When Smith set out to build its first mountain bike helmet, it set its sights very high. The goal was an enduro-style lid for aggressive riders in a package that weighed the same as a minimalist road racer lid. This required some serious R&D, but Smith eventually came up with the Forefront helmet.
Tech Features: To achieve its lofty goals, Smith departed from the typical EPS foam construction for the Forefront. Instead, they developed a product they dub the Aerocore, which is made from a new material called Koroyd. This material looks much like a honeycomb built from melted-together drinking straws. Its rigid structure is filled mostly with open air, which not only provides a perfect “crumple” zone in the event of an impact, but also allows air to flow freely through it. Smith claims this new technology offers more impact absorption than a typical EPS foam helmet. Smith uses this Koroyd material throughout most of the helmet, but the pockets where the Koroyd material wont fit are filled with standard EPS foam. The helmet features Smith’s new VaporFit adjustable fit system, an integrated camera and light mounting area, and an additional helmet goggle retention strap. The Forefront is available in 3 sizes and 10 different color schemes. The Forefront lid sells for $220 and tipped our scales at just under 12 ounces.
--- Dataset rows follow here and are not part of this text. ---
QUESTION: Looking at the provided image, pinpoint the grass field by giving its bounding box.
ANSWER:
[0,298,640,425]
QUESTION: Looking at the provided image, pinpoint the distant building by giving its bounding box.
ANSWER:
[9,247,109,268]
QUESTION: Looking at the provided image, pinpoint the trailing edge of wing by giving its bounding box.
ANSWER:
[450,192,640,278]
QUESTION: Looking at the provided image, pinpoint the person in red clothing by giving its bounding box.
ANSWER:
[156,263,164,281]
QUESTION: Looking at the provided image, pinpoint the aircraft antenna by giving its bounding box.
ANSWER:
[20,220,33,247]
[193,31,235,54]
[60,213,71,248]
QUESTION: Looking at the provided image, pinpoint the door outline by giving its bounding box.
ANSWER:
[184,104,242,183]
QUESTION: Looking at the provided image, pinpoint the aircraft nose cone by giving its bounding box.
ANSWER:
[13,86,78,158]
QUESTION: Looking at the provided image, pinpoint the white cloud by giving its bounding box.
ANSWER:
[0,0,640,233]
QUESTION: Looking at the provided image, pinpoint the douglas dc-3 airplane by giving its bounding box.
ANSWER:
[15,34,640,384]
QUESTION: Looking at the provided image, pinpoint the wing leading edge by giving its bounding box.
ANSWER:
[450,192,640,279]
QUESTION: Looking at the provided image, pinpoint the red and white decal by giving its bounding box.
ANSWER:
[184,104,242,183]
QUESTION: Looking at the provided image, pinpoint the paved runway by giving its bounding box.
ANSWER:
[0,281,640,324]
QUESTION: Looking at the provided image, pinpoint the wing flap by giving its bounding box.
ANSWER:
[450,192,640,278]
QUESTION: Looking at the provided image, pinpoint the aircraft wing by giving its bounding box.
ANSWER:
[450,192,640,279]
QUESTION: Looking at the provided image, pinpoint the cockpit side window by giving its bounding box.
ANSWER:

Field Test Results: Strap the Forefront on and you’ll know it’s a serious lid. The extra coverage toward the back of the helmet screams Enduro styling. Enduro coverage typically means a compromise in ventilation, however, the Koroyd material delivers exactly what it advertises. The long, narrow vent in the front of the helmet scoops air in and over the top of the rider’s head to keep the rider cool and comfortable. We’ve tested numerous “enduro” and “all-mountain” style lids and have typically been disappointed with the ventilation, but the Smith Forefront raises the bar. The Koroyd material seems to be a solution to the most uncomfortable issue with extra-coverage helmets.
Moreover, this helmet mated well with nearly every piece of eyewear we could throw at it, be it a pair of sunglasses or a goggle. Whereas other helmets interfere with sunglasses, the Forefront can accommodate any style of optics. We should expect no less from a helmet designed by an optics company, but nevertheless, we were impressed.
The addition of an integrated camera or light mount will also be a welcome feature for many riders. The GoPro style mount is sleek and easy to use and positioned perfectly in the middle of the helmet shell so as not to cause issues with movement from the extra weight. The snap-in attachments are also easily removable for the rider who wants to go without electronics.
Our only gripe was that a few riders couldn’t get past the aesthetics. While this helmet will certainly draw attention on the trail, the unconventional appearance isn’t for everyone.
The Forefront is sure to meet the needs of riders and enduro racers alike, albeit with love-it-or-hate-it styling. As far as “enduro” helmets are concerned, the Forefront proved to be the easiest so far to integrate with a number of goggle and sunglass models, something that few of its peers can claim.